The brokerage has turned cautious on markets at the prevailing level and said that broader indices would consolidate in a narrow range taking cues from progressive economic data points post COVID-19 led disruption, crude price movement and FII flows.
“The focus as an investor in such uncertainty should be on buying businesses that have sustainable competitive advantage (moat), limited leverage (strong B/S) and are capital efficient in nature,” ICICI Securities said.
Given cautious corporate management commentary, the demand recovery is expected to be gradual or U-shaped in nature as against earlier anticipation of a V-shaped recovery.
The brokerage has cut earnings estimates over FY20E-22E across all sectors barring the power sector and somewhat limited in the pharma space. The steepest decline is in the banking and the non-banking finance company (NBFC) space courtesy moratorium period on existing loans and consequent delay in the improvement of asset quality parameters along with the auto space given pressure on auto sales volumes and associated perils of negative operating leverage.
ICICI Securities has revised downward FY20E, FY21E, FY22E EPS estimates for Nifty by 22 percent, 27 percent, 20 percent to Rs 403, Rs 397, Rs 543 per share, respectively.
“With forward earnings growth now at 16.0 percent CAGR, over FY20-22E, albeit on a low base, we now value the Nifty at 10,300 levels i.e. 1.2x PEG on FY22E EPS of Rs 543 with corresponding Sensex target placed at 34,800,” the brokerage said in a report.

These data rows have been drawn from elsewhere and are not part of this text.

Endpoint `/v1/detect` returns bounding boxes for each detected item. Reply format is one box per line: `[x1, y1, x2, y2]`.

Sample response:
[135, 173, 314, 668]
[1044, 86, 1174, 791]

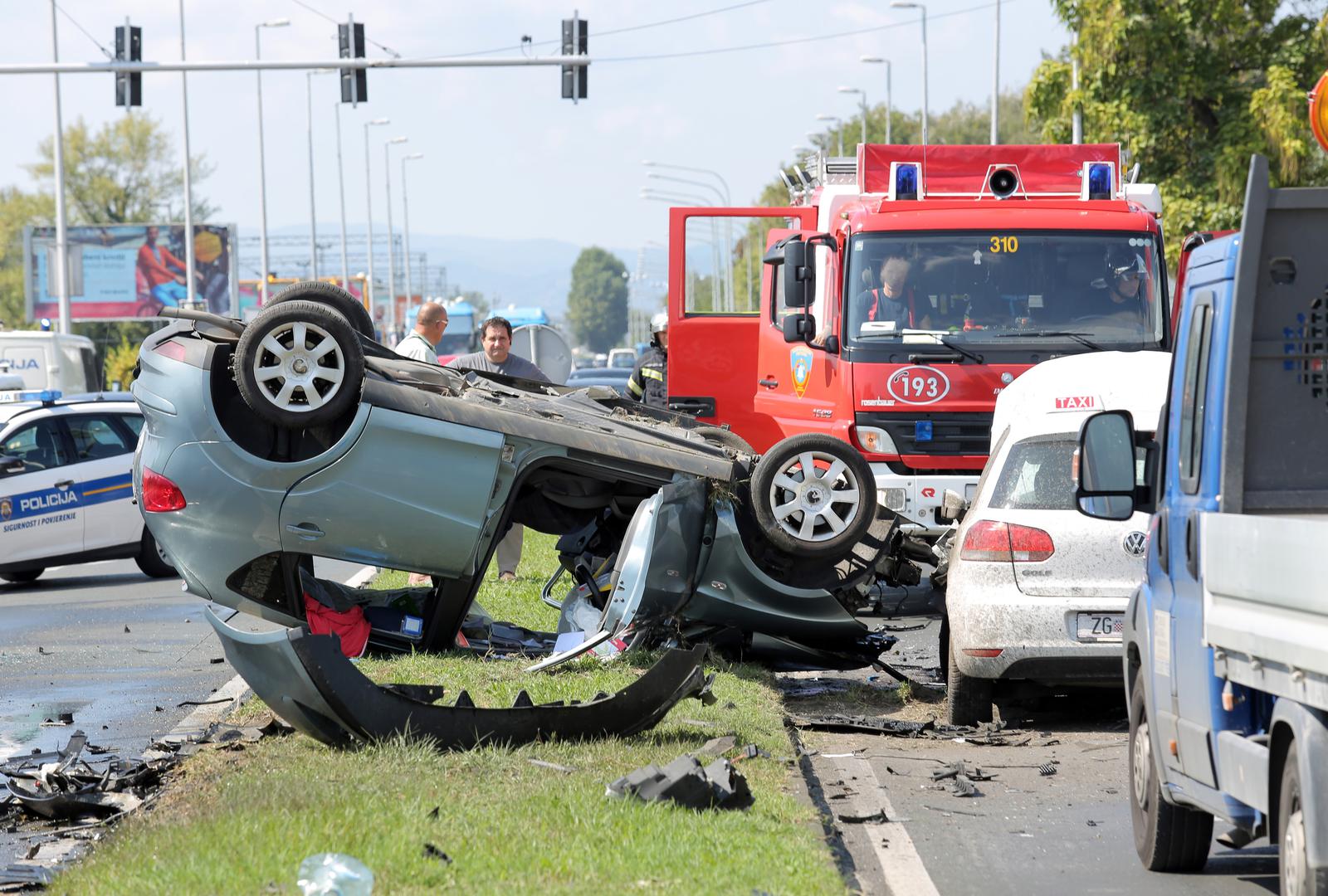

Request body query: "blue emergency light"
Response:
[1087, 162, 1111, 199]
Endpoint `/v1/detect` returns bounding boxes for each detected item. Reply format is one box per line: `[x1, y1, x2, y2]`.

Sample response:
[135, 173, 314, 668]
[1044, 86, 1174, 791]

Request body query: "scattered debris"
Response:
[835, 808, 890, 825]
[606, 754, 753, 808]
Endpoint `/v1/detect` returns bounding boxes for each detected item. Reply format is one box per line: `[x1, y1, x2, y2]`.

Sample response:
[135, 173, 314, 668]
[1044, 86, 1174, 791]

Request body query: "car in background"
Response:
[567, 368, 632, 396]
[0, 392, 175, 582]
[940, 352, 1171, 725]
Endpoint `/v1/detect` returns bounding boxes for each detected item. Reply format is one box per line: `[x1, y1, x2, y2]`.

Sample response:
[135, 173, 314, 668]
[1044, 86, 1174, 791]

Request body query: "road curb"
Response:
[162, 567, 378, 742]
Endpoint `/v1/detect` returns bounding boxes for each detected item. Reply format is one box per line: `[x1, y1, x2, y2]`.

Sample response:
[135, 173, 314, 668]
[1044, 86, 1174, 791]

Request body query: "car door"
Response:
[61, 411, 144, 551]
[0, 416, 84, 566]
[668, 207, 817, 450]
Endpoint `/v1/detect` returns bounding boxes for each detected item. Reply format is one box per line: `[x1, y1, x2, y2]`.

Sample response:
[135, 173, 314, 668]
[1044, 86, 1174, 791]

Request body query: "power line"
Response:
[595, 0, 1013, 64]
[56, 2, 113, 60]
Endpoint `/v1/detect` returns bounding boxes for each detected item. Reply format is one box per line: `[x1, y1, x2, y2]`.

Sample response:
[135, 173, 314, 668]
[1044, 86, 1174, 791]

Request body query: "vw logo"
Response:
[1120, 533, 1149, 558]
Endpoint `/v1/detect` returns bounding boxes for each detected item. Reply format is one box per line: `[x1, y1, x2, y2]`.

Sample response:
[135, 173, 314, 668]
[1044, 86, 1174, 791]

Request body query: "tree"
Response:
[567, 246, 627, 352]
[27, 113, 217, 224]
[1025, 0, 1328, 259]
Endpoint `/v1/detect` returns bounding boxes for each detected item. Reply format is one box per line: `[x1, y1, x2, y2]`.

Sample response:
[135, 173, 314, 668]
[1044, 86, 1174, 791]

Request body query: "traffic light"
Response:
[562, 16, 589, 102]
[336, 18, 369, 106]
[115, 25, 144, 106]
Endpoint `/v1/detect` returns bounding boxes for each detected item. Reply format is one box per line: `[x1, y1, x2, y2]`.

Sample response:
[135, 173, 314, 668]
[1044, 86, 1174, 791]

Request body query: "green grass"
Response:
[51, 535, 845, 894]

With respect to sectoral weights, there has been a minor tweaking.
The BFSI space weight has gone down further to 33.7 percent from 35 percent with index heavyweight in the oil & gas space further consolidating its position taking the segmental index weight to 14.6 percent (up 190 bps), it said.
The FMCG stocks have witnessed profit booking in the recent past, with their index weight declining from 12 percent to 10.4 percent.
These index weights are dynamic in nature due to market price movement and susceptible to change, going forward, the brokerage noted.